At the same time, precipitation could increase as much as 30 percent. But because of warmer temperatures, evaporation would increase and there would be more drought.
If this happens, lake and river levels will fall. Average Great Lakes water depths could drop 5 feet, and the flow through the St. Lawrence Seaway could be cut 40 percent.
Separating what occurs naturally and that caused by man is a challenge cited by both proponents and critics of climate-change theories.
"How much of the changing climate we're observing is due to human activity? We can't assign a specific number to it," said Neville Koop, a meteorologist with Weathernews America, a Japanese-based global company that advises shipping companies, construction firms and other businesses on weather trends.
Human activities, according to recent estimates, have added more than 900 billion tons of carbon dioxide to the environment since 1800. In a report published in July in the journal Science, National Oceanic and Atmospheric Administration scientists indicate that the additional carbon dioxide threatens to overwhelm the world's oceans.
That's a serious enough problem for Louisiana and other low-lying coastal areas. But it's absolutely deadly for nations such as Bangladesh, where most of the land lies only a few feet above sea level.
The Pacific island nation of Tuvalu, a nation of 10,000 people scattered across 26 islands, is 15 feet above sea level. The nation is making arrangements with Australia and New Zealand to take its citizens as refugees if seas eventually swamp the islands.
"It's a scary place to visit," Koop said. "The seas are coming up over the barrier reefs. They're on the front line, and they're seeing the consequences of what others are doing."

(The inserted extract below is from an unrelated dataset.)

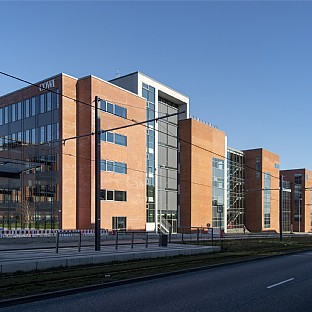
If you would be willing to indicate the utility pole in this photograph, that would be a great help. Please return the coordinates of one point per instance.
(281, 208)
(97, 223)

Even if fossil-fuel consumption is stopped immediately, however, it would take a century for the oceans, forests and soils to remove the carbon dioxide pumped into the atmosphere since 1900.
The view from Quelccaya
In the morning sunlight, it's easy to see what Thompson is talking about. Huge expanses of volcanic rock are visible, uncovered by the receding ice.
Quelccaya has diminished 20 percent in area since 1963. One of its main arms, Qori Kalis, has formed a deep lake at its base.
This arm has melted as much in the past 25 years as it did during the previous century.
Quelccaya still is massive -- a huge hulking cap of ice and snow about 6 miles long and an average of about 3 miles wide.
During thousands of years, it has expanded and contracted. In the "Little Ice Age" -- about 1500 to about 1880 -- the glacier was larger. Sections extended into the deep mountain valleys like arms of a gigantic snowy octopus.
At the top of the glacier, Thompson can look east to the Amazon basin. Sometimes he can see clouds of smoke rising from logging operations.
It's a scene being repeated in Asia, Africa, Central America and Siberia.
Without releasing one more ounce of carbon dioxide, there's already enough of the gas in the atmosphere to completely melt Quelccaya and the world's other tropical glaciers, he said.
There are too few trees and too many power plants and cars and, perhaps, too little time.
"We are witnessing a collision," he said, "between our civilization and the Earth."